Tudo indicará que a provisão terá origem na Renda (ou Dízimo) de Urgezes, herança de um cónego da Colegiada aos coreiros. A extinção dos Dízimos, por decreto real, em 1832, coloca em pé-de-guerra estudantes ("herdeiros" dos coreiros) e a Colegiada. O Tribunal é metido ao barulho. Os estudantes vencem a causa num primeiro momento. A colegiada, mais poderosa, faz-se socorrer do decreto, extinguindo a entrega da Renda de Urgezes. Inconformados, os estudantes acorrem à Colegiada, procurando o Cónego Baptista (para lhe baterem, ao que tudo indica).
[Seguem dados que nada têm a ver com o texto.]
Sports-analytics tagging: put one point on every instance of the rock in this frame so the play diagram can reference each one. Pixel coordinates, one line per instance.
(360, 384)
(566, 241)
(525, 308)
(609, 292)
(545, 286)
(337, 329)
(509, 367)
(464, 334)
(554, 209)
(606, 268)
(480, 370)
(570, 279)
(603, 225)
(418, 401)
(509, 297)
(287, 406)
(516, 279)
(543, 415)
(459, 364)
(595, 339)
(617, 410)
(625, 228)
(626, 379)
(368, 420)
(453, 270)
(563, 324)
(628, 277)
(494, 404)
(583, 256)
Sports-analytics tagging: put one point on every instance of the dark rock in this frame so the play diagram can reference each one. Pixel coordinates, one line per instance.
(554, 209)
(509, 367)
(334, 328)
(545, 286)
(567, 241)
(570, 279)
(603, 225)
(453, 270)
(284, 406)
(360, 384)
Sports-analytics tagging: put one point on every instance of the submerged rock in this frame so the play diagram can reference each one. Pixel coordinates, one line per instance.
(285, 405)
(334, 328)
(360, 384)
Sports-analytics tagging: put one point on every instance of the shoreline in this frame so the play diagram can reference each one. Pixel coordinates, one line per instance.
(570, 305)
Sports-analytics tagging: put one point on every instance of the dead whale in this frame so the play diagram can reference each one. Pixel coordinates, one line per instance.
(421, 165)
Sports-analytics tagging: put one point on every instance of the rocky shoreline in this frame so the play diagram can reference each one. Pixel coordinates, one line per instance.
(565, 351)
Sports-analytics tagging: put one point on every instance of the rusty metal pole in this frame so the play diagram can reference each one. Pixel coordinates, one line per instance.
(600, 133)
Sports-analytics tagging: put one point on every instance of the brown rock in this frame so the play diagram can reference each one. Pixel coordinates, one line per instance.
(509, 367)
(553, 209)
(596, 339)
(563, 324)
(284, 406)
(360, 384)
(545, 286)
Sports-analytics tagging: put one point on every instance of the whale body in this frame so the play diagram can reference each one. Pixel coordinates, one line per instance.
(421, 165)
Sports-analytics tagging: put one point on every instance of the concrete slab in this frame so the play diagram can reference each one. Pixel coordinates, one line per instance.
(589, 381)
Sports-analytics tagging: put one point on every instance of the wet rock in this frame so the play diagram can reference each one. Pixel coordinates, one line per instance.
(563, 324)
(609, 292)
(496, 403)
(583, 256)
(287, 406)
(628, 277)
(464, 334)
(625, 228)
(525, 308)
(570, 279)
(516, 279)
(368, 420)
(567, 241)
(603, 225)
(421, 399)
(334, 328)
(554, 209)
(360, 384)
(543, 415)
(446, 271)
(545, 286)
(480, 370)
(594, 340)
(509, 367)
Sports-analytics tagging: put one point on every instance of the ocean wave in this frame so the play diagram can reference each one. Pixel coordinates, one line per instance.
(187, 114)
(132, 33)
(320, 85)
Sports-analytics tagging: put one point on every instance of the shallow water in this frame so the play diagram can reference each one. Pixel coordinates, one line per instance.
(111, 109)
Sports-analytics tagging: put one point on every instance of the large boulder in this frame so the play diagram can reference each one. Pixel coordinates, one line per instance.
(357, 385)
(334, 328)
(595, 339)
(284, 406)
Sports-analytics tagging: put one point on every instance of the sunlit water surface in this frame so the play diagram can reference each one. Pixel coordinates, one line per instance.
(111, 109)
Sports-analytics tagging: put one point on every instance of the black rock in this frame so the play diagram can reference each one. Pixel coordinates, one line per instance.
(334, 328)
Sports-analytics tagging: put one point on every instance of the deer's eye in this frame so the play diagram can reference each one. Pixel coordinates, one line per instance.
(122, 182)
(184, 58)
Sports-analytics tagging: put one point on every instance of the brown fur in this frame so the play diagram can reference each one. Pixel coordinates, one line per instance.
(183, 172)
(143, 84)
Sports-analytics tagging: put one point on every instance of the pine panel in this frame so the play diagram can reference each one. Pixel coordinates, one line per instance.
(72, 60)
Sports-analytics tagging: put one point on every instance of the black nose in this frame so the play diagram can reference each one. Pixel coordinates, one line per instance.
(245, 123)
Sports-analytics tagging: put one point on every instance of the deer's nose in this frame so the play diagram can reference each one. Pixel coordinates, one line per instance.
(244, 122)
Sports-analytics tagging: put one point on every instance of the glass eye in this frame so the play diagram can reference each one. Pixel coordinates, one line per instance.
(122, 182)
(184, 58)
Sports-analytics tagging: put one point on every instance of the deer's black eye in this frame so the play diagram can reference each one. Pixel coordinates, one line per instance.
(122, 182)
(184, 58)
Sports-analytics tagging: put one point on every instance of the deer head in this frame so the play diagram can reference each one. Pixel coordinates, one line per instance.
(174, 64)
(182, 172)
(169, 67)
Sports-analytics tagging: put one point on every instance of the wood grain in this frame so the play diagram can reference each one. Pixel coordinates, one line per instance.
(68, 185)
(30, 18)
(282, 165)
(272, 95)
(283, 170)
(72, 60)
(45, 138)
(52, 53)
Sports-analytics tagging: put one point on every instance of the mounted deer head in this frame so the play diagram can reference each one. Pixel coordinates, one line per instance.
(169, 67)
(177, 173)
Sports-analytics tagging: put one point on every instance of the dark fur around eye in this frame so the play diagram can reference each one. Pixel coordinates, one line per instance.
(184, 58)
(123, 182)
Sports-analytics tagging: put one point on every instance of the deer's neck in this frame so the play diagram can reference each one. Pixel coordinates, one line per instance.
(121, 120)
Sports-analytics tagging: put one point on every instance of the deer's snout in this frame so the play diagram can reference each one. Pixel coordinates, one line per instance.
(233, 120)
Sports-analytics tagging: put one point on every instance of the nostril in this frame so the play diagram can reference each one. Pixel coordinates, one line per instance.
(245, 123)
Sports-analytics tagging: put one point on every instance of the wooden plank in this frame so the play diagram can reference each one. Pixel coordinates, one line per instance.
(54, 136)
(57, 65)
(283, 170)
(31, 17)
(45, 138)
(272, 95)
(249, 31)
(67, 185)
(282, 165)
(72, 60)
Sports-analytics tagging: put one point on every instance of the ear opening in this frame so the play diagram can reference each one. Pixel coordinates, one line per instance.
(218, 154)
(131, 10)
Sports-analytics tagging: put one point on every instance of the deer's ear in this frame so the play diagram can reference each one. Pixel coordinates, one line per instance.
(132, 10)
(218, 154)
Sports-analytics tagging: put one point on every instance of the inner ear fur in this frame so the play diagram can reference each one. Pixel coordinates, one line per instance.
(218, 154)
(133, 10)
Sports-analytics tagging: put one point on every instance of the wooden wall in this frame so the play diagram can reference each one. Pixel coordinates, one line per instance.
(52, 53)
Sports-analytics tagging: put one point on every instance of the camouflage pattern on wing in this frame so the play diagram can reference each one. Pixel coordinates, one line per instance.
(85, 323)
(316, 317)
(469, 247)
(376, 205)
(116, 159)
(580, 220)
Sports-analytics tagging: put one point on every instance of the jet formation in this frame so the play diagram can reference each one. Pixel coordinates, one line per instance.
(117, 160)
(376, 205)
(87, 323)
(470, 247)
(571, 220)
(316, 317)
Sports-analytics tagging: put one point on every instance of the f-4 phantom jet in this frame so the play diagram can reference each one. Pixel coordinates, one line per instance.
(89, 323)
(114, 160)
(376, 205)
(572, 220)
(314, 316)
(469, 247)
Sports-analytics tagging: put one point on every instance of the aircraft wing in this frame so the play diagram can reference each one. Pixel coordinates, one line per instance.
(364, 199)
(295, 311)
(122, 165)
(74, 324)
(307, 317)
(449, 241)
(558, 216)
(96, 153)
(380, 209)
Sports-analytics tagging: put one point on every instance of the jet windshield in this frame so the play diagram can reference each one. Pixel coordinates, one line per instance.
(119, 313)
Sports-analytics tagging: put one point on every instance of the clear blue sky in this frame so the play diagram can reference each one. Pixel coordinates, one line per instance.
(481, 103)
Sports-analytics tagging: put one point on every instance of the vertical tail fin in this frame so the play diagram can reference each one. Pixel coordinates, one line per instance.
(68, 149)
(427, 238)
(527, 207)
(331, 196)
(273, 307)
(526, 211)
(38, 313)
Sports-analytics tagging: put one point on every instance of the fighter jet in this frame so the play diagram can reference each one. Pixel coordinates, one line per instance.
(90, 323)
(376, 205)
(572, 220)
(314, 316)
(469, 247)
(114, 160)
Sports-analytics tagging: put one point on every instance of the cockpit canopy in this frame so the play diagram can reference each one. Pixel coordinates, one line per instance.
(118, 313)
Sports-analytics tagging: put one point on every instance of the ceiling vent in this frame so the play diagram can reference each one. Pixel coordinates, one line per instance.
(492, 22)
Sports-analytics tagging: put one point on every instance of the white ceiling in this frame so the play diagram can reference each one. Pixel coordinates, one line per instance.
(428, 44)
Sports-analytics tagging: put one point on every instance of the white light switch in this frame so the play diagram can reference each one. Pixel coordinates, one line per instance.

Desse imbróglio, nasceria a "Associação Escolástica Vimaranense", formada, em 1837, por trinta e nove estudantes (que lhe reconheceram os estatutos).
Acredito, mais uma vez sem qualquer base de sustentação a não ser alguma lógica remediada, que os estudantes, sem o Dízimo, abraçaram o velho costume de efectuar peditório para o sustento das suas celebrações (que se limitavam aos dias 5 e 6 de Dezembro), e que alguns desses locais, onde habitualmente pediam, se transformaram nas tão conhecidas "Posses".
Ainda hoje, passados quase duzentos anos, são realizados trabalhosos peditórios porta-a-porta, por toda a cidade e não só, pelos vários membros da Comissão de Festas Nicolinas eleita (que realizam toda esta acção a pé, sujeitos às condições que o céu decidir).
MAS...
Há no misterio das coisas uma beleza indizível: a acção de Frei Diogo de Murça.
O Antigo Reitor da Universidade de Coimbra, para onde foi após ter ocupado semelhante papel no Colégio (Universidade?) da Costa, em Guimarães (entre 1537 e 1543), tem, entre alguns aspectos curiosos da sua vida, uma estreita ligação ao culto de São Nicolau.
No blog "Coisas do Minho" escreve-se assim:
"Diz-nos uma 'Relação Secreta' (relativa a guerras na ordem dos monges beneditinos) datada de 1588 que, anos antes, numa visitação de 1564, tinha sido 'dissolvido' um bando de monges que se apelidavam de 'nicolaístas'. Este bando, cujos partidários estavam sediados em Refojos e em Coimbra, devia o seu nome ao facto de Frei Diogo de Murça ter dado o 'hábito a alguns estudantes pobres que tinham por costume pedir esmola por amor de São Nicolau' (isto acontecia em Coimbra). O 'bando' rival dos 'nicolaístas' era o dos 'martinetes' (assim denominado por ter origem no Mosteiro de S. Martinho de Tibães).
Estes bandos, extintos em 1564, viriam a ressurgir alguns anos mais tarde, nos finais do século XVI. Apesar de terem ressurgido nos finais do século XVI, cerca de 20 anos após a morte de Frei Diogo de Murça, mantiveram o nome de 'nicolaístas', andando de 'capa caída na congregação'. Uma das suas figuras principais neste período foi Frei João Pinto, Abade de Refojos de Basto, sobrinho de Frei Diogo de Murça."
Não haverá qualquer relação entre a acção de Frei Diogo de Murça e as Nicolinas do presente, mas é arrepiante pensar (ou especular) que "pedir esmola por amor de São Nicolau" era, naquele tempo, quase o equivalente a pedir esmola agora.
Há uma relação muito estreita entre as Terras de Basto e Guimarães (muitos estudantes vieram daquelas bandas para o Internato Municipal, antigo Liceu).
E os 'nicolaístas' de 'capa caída', não fazem lembrar os Nicolinos em dia da "Romagem da Saudade"? Posso estar enganado, mas só me recordo, nos últimos tempos, de ver 'capa caída' em Guimarães...e em Coimbra.
Por último, porque a especulação (ou imaginação, ou outra coisa) já vai longa, uma 'maldade': caramba, os 'martinetes' não remetem, imediatamente, para uma versão antiquíssima dos tricórnios? Na minha cabeça, pelo menos, sim (e é muito possível que nada tenham a ver).
IMAGEM: Capa de "O São Nicolau dos Estudantes", de A.L. de Carvalho.